The time complexity is O(n) or O(1). The space complexity is O(1).

Edge Cases and Pitfalls

Watch for boundary values, empty inputs, and duplicate values where applicable. If the problem involves ordering or constraints, confirm the invariant is preserved at every step.

Summary

This Python solution focuses on the essential structure of the problem and keeps the implementation interview-friendly while meeting the constraints.

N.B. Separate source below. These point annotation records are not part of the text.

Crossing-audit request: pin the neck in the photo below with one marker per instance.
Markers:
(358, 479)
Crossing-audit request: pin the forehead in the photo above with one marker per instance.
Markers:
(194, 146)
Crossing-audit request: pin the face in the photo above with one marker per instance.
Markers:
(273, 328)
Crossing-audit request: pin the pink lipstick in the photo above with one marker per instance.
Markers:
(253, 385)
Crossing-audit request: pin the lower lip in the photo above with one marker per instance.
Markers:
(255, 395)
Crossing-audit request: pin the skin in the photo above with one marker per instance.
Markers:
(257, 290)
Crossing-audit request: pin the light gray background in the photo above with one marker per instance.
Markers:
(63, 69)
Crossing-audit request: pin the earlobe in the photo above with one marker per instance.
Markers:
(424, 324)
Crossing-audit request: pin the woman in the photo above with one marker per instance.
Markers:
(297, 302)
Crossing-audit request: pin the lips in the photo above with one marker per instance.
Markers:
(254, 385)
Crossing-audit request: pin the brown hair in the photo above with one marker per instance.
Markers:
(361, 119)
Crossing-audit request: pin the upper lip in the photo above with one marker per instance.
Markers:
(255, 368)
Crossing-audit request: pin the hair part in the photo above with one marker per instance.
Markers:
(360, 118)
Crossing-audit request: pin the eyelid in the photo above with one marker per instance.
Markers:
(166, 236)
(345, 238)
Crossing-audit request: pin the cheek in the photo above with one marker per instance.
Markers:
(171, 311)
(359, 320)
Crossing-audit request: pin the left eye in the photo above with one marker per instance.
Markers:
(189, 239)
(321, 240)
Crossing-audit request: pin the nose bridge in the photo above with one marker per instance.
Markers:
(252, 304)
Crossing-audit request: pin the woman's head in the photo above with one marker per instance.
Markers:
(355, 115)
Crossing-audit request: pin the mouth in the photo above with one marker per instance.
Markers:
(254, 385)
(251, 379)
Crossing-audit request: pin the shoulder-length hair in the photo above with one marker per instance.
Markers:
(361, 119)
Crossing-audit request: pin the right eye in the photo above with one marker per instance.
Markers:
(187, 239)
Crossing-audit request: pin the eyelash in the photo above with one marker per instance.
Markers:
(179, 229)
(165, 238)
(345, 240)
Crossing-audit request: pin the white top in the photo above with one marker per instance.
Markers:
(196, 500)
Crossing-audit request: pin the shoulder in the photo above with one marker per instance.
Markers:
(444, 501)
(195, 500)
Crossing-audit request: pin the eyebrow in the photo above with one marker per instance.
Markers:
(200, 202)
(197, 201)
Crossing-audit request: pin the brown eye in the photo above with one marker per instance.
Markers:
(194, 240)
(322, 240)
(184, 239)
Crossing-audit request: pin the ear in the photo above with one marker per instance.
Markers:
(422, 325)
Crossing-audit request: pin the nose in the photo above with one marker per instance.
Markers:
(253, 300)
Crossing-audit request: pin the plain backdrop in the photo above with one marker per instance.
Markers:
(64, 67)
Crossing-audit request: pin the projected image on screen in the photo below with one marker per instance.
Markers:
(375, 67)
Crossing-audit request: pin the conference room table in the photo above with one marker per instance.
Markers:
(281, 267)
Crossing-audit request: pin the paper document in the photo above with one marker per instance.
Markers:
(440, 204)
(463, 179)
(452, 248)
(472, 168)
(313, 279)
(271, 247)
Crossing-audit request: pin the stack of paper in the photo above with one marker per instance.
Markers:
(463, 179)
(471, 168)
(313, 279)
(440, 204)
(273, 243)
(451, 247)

Leetcode #1344: Angle Between Hands of a Clock

In this guide, we solve Leetcode #1344 Angle Between Hands of a Clock in Python and focus on the core idea that makes the solution efficient.

You will see the intuition, the step-by-step method, and a clean Python implementation you can use in interviews.

Leetcode

Problem Statement

Given two numbers, hour and minutes, return the smaller angle (in degrees) formed between the hour and the minute hand. Answers within 10-5 of the actual value will be accepted as correct.

Quick Facts

Difficulty: Medium
Premium: No
Tags: Math

Intuition

There is a mathematical invariant or formula that directly leads to the result.

Using math avoids unnecessary loops and reduces complexity.

Approach

Derive the formula or update rule, then compute the answer directly.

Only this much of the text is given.